Use when skill capabilities match your task, clear ROI on time saved, and you can validate outputs. Best for repetitive tasks, learning, and quality improvement.

✗ Avoid When

Avoid when task requires deep expertise you can't validate, involves sensitive decisions, or when learning process is more valuable than speed of completion.

Learning Path

  1. 1Familiarize yourself with skill capabilities and limitations
  2. 2Start with low-risk, non-critical tasks
  3. 3Progress to more complex and valuable use cases
  4. 4Build expertise through regular use and experimentation

Discussion

Product Hunt–style comments (not star reviews)
  • No comments yet — start the thread.
general reviews

Ratings

4.735 reviews
  • Li Thomas· Dec 28, 2024

    documentation reduced setup friction for our internal harness; good balance of opinion and flexibility.

  • Ava Brown· Dec 24, 2024

    documentation has been reliable in day-to-day use.

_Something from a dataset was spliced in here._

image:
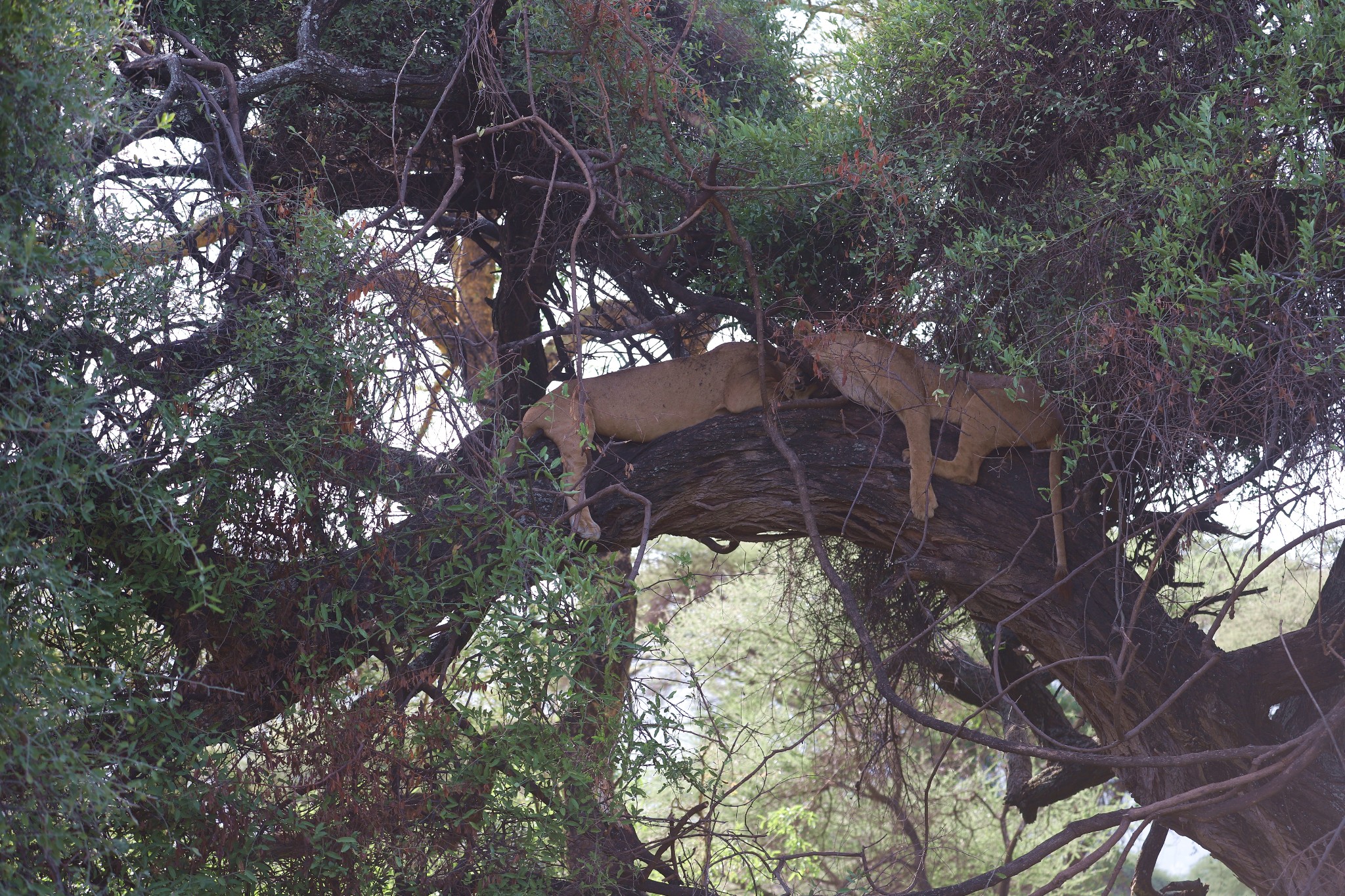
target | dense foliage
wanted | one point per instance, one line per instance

Documentation quality is above average for community skills.

  • Shikha Mishra· Dec 4, 2024

    We added documentation from the explainx registry; install was straightforward and the SKILL.md answered most questions upfront.

  • Rahul Santra· Nov 23, 2024

    Useful defaults in documentation — fewer surprises than typical one-off scripts, and it plays nicely with `npx skills` flows.

  • Isabella Bansal· Nov 19, 2024

    Registry listing for documentation matched our evaluation — installs cleanly and behaves as described in the markdown.

  • Ama Menon· Nov 15, 2024

    Solid pick for teams standardizing on skills: documentation is focused, and the summary matches what you get after install.

  • Pratham Ware· Oct 14, 2024

    Registry listing for documentation matched our evaluation — installs cleanly and behaves as described in the markdown.

  • Li Bansal· Oct 10, 2024

    Useful defaults in documentation — fewer surprises than typical one-off scripts, and it plays nicely with `npx skills` flows.

  • Mateo Abbas· Oct 6, 2024

    documentation is among the better-maintained entries we tried; worth keeping pinned for repeat workflows.

  • Oshnikdeep· Sep 21, 2024

    Solid pick for teams standardizing on skills: documentation is focused, and the summary matches what you get after install.